The state of Washington’s complex and confusing law regarding the voting rights of ex-felons has led to widespread inconsistency in treatment of voters. Neither citizens nor elections administrators are sure of what the law requires. Until threatened with legal action, in 2003 in New York, more than half of the state’s 62 county boards of elections, including all five boroughs in New York City, were found to have been refusing to register individuals with felony records until they provided various documents.

Also in New York, in 2004, disparities in training and voting information were made all too apparent in a study finding elections officials had wildly varying interpretations of what the state’s voter identification requirement was.

Finally, with respect to voting machines, Florida’s troubles continue. A study by the Broward Daily Business News of three South Florida counties found:

[The] voter-to-machine ratio varied significantly among the counties. Overall, Miami-Dade precincts had an average of 195 registered voters per machine, Broward precincts had an average of 184 voters per machine and Palm Beach County had an average of 145. The contrasts were more dramatic between the 1,502 precincts in the three counties. Precinct 640 at the University of Miami had a registered voter to voting machine ratio of 347—the highest in the three counties. In contrast, in some Palm Beach County precincts, a single registered voter was assigned his or her personal machine. . . . At the University of Miami, the wait times were as long as five hours, and many students who had classes and tests left without casting a ballot. . . . Of the 20 precincts where [Elections] Supervisor Kaplan’s office most severely underestimated the number of voters, 14 were in heavily Democratic Miami Beach.

What makes this case all the more interesting is that the judge found that the Governor and Secretary of State were the proper defendants in the action. In other words, those at the top will be held responsible for ensuring that our democracy is equally accessible to all voters—regardless of race, ethnicity, and yes, where they happen to live. It also shows that no matter how many laws the federal or state government passes, if elections officials implement them in a wrongful or incompetent manner, true election reform can never have real meaning.
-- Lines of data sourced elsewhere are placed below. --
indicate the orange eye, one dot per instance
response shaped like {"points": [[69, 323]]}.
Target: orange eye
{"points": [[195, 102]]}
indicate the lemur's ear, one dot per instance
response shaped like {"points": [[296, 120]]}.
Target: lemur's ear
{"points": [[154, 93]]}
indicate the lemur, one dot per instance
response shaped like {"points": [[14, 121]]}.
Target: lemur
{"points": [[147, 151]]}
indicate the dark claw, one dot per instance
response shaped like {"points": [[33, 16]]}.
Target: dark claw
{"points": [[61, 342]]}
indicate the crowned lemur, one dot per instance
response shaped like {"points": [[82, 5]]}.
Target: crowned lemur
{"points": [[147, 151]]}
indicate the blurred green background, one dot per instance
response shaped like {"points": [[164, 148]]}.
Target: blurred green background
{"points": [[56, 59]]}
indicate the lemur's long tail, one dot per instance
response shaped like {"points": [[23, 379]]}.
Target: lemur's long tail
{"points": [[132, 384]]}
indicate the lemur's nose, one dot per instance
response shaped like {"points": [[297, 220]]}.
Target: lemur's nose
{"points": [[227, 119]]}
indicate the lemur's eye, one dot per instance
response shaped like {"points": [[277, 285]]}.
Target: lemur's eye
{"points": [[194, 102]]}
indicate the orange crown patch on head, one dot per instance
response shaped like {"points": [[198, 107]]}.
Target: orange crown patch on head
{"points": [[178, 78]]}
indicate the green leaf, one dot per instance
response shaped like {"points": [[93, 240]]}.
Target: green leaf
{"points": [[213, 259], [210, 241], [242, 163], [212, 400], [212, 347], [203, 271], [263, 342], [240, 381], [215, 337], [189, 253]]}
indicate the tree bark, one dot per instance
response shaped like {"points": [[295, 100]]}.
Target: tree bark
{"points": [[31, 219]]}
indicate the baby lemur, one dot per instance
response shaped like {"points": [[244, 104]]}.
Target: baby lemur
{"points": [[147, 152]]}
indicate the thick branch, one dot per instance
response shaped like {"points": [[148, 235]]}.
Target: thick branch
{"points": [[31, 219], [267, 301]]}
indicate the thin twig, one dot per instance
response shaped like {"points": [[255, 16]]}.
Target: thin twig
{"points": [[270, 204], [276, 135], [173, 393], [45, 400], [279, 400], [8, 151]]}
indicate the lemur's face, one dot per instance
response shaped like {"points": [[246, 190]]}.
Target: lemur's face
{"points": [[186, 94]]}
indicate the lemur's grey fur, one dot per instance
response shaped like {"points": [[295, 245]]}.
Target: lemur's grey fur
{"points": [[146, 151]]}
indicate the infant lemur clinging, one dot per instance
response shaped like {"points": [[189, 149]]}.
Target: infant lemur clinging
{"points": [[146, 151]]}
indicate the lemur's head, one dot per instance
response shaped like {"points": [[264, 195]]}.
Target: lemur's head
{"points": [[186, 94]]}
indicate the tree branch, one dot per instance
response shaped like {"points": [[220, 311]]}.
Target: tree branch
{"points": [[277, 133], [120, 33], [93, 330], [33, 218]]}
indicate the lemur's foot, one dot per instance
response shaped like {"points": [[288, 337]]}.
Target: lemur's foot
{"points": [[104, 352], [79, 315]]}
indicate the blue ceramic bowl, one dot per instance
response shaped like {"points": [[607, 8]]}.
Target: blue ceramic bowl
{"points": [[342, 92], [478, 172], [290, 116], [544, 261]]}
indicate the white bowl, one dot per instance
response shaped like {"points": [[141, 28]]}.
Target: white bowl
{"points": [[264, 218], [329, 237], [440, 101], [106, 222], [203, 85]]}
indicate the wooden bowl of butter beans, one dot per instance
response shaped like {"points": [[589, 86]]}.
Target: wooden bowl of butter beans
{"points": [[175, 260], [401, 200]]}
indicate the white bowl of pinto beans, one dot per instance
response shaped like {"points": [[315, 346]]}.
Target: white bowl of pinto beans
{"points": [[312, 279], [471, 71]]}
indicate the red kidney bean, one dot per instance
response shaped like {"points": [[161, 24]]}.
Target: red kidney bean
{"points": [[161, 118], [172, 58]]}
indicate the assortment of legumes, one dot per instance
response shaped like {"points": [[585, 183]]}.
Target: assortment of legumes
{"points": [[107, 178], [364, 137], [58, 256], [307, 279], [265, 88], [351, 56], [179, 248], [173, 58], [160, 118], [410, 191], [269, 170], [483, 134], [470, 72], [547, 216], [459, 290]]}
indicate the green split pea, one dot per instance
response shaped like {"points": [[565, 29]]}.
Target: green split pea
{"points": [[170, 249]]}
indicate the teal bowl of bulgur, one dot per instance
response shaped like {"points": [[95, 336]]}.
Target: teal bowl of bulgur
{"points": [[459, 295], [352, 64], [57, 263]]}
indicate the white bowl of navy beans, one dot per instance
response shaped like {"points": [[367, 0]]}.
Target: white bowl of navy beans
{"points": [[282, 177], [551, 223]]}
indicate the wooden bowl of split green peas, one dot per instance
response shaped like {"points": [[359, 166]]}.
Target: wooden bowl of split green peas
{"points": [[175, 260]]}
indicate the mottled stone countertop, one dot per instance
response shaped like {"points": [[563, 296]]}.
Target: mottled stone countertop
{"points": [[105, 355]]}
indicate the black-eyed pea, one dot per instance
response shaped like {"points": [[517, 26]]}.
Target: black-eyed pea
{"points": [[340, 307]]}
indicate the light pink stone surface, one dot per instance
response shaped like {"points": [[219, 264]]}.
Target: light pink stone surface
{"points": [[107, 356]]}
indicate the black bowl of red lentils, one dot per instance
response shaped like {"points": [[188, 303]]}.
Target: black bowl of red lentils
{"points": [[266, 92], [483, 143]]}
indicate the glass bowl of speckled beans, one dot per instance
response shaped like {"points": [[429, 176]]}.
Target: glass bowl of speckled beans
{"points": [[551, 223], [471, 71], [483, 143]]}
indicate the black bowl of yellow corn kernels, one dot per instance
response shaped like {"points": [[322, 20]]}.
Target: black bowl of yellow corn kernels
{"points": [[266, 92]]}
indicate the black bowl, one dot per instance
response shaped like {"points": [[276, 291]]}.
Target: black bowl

Of course, the Supreme Court based its Bush v. Gore decision in 2000 on the equal protection clause, but famously held that, “Our consideration is limited to the present circumstances, for the problem of equal protection in election processes generally presents many complexities.” Judge Carr’s ruling suggests that while the judicial system might be obligated to ignore that particular case, it cannot continue to ignore the conflict between the constitution and the way elections are conducted in the United States.